Four ‘birds’ – three from Merseyside and one Cockney – leave the Kirkby Munitions Factory, where they work, for a night on the town in wartime Liverpool.  The events of that night will change their own lives, the life of the city and the impact of the War on Britain, forever.  Each of the Liver birds follows a different path over the course of these few hours.  But, everybody – on stage and off – is touched by the battles and heroics that they are caught-up in.

Maggs Williams is the feisty and, apparently, hard-hearted leader of the birds.  She holds a dark secret, beneath her tough exterior, which only emerges as the play reaches its climax.  Carla Evans is a more gentle-spirited bird.  She is tireless in her desire to hold everyone together.  But, the events of that night are catastrophic for Carla.

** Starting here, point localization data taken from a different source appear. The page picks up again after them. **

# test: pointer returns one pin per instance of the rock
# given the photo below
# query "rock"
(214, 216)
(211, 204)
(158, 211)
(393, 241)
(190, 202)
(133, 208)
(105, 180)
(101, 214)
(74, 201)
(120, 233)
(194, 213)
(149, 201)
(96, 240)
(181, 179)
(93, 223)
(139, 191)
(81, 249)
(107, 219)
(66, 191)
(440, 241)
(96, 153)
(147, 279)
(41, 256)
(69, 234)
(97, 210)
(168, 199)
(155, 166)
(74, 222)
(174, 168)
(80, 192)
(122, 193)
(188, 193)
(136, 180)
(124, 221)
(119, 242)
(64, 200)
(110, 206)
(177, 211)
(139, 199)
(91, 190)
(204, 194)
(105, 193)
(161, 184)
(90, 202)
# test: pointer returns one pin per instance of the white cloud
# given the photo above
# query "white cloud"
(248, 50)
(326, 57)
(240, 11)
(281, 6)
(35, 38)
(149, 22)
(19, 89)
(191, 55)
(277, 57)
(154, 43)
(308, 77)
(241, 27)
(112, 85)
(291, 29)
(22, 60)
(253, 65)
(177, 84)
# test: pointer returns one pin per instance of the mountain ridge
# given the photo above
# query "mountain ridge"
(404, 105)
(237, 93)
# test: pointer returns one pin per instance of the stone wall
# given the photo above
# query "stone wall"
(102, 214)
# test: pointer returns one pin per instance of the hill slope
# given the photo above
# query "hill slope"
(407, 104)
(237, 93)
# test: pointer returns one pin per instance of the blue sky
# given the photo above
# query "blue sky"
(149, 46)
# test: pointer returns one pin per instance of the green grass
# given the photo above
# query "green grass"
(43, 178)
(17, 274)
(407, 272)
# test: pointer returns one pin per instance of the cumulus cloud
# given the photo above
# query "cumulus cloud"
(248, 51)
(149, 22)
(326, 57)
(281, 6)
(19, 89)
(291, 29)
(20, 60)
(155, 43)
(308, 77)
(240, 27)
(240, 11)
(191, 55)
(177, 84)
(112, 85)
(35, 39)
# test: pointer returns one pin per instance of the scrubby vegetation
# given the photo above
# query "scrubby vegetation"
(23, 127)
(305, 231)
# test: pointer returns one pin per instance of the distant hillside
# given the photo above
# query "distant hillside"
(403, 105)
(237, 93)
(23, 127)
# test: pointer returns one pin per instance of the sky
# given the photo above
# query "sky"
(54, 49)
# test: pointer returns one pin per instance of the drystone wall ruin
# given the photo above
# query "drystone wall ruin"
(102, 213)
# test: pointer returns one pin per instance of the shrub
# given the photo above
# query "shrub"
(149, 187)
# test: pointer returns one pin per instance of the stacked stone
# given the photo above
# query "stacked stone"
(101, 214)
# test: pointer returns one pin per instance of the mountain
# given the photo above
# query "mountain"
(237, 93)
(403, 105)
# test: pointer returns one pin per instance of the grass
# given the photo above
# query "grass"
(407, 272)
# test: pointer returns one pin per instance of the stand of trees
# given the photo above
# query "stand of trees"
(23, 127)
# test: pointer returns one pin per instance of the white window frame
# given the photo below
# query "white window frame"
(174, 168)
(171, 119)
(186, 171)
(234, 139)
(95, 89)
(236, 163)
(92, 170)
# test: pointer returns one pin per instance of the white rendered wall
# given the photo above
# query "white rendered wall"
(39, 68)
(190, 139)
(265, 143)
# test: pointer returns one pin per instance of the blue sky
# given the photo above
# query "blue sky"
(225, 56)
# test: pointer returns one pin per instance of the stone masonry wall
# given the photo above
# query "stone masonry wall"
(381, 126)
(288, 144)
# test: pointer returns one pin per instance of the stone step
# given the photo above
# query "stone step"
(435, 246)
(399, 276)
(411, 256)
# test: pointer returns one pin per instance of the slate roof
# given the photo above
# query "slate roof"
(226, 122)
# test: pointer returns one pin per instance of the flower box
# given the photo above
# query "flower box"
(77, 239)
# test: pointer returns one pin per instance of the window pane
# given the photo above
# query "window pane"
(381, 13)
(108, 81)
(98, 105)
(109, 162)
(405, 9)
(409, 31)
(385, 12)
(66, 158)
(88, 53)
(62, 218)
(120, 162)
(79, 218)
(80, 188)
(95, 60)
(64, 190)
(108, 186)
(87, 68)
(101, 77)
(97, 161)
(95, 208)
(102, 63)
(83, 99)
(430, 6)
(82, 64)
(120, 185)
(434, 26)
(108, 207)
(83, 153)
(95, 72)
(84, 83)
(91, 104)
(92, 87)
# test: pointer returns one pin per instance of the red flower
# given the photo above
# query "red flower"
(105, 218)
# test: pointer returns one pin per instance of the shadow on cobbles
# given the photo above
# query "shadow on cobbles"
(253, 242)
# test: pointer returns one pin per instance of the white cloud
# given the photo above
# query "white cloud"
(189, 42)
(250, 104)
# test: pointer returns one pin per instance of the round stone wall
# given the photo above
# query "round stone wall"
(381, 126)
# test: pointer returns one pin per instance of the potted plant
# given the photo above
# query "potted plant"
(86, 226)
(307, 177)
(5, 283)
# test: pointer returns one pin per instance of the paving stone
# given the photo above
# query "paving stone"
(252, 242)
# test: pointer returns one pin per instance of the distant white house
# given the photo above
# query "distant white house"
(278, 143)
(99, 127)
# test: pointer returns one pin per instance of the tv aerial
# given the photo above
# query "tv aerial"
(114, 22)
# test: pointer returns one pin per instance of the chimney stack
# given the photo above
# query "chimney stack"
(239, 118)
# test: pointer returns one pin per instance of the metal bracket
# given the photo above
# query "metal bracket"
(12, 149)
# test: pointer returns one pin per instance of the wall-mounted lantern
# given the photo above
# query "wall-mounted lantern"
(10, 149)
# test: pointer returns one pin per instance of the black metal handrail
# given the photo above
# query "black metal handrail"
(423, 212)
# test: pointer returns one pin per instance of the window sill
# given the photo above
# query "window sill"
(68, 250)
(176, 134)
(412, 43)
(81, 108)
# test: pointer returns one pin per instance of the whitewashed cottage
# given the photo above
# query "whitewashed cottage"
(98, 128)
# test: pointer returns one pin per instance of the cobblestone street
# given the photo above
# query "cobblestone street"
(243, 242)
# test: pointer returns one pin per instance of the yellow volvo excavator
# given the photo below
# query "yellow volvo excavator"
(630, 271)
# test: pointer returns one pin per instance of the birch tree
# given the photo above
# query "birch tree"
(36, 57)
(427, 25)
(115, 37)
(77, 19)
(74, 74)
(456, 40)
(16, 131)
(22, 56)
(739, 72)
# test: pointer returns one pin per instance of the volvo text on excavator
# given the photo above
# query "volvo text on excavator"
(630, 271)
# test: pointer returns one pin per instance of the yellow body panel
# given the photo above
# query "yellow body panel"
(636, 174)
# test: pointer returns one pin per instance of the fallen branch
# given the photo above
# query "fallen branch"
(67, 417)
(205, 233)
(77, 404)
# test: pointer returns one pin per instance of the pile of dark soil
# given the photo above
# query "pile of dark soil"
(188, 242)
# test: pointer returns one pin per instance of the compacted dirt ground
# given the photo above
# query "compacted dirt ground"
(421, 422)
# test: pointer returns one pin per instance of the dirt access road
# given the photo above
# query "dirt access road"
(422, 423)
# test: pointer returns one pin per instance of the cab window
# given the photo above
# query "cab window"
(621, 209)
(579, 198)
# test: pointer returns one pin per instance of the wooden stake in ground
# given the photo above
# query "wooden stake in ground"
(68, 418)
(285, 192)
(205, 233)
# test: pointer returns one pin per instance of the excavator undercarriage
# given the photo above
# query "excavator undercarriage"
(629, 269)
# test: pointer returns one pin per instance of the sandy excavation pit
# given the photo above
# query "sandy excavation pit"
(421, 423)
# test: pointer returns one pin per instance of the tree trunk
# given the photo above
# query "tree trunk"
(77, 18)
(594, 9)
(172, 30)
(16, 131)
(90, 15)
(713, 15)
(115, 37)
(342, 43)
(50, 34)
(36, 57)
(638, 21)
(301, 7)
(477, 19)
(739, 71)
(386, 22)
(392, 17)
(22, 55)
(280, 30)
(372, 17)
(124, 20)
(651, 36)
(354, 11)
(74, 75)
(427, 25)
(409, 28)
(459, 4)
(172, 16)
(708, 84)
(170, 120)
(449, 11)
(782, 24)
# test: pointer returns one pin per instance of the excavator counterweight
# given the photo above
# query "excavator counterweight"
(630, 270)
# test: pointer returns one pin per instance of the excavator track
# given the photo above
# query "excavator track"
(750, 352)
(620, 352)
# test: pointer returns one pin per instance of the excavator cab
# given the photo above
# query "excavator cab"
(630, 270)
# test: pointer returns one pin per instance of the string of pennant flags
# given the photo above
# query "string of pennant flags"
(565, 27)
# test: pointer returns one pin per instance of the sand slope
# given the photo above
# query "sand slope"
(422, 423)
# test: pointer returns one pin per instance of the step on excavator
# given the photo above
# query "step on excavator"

Daisy Mae Beech is a naïve, love-sick bird, waiting for her beloved Francis to return from the war in North Africa.  For Daisy, the events of that night lead to an irrevocable change in her, which means that life can never be the same.  Whilst, for Cockney Lil, her fateful introduction to the Liver birds circle means that Liverpool becomes a new home, in which she can fly more freely than ever before.

Act 1

We meet the Liver birds at their factory, discovering how they fight together, meeting the threats that they each face.  It is just a fewLiver Birdsong promo pic 3 - small weeks before Christmas and many Liverpool kids are being prepared for their evacuation.  The birds are determined to have fun.  At the same time, air raids by the Nazi Luftwaffe are rapidly increasing in this vital port city.  There are US merchant marines at the docks, wanting a good time.  Families are fearful and some are falling apart.  At the close of the Act each of the birds is beginning to fly in a new direction.

Act 2

The entire city seems expectant.  The trams are full.  The nightclubs are heaving.  But, as the bombs drop, the Durning Road air raid shelter fills with people from the city, as the nightclubs disgorge the birds to their separate fates.  All the birds are separated and their songs become increasingly plaintive, in that dark-filled night.

Acts 3

The events at Durning Road draw the lives of the birds back together, for better or worse.  And these reverberate throughout the city, affecting all those involved, and reaching across the nation, as far as Downing Street itself.  By the end, each of the birds has found a new place of peace and rest.

There is love, jealousy, violence and tears.  But, above all, there are a lorra, lorra laughs, before all the birds’ songs are sung and their flights, over that night, resolved.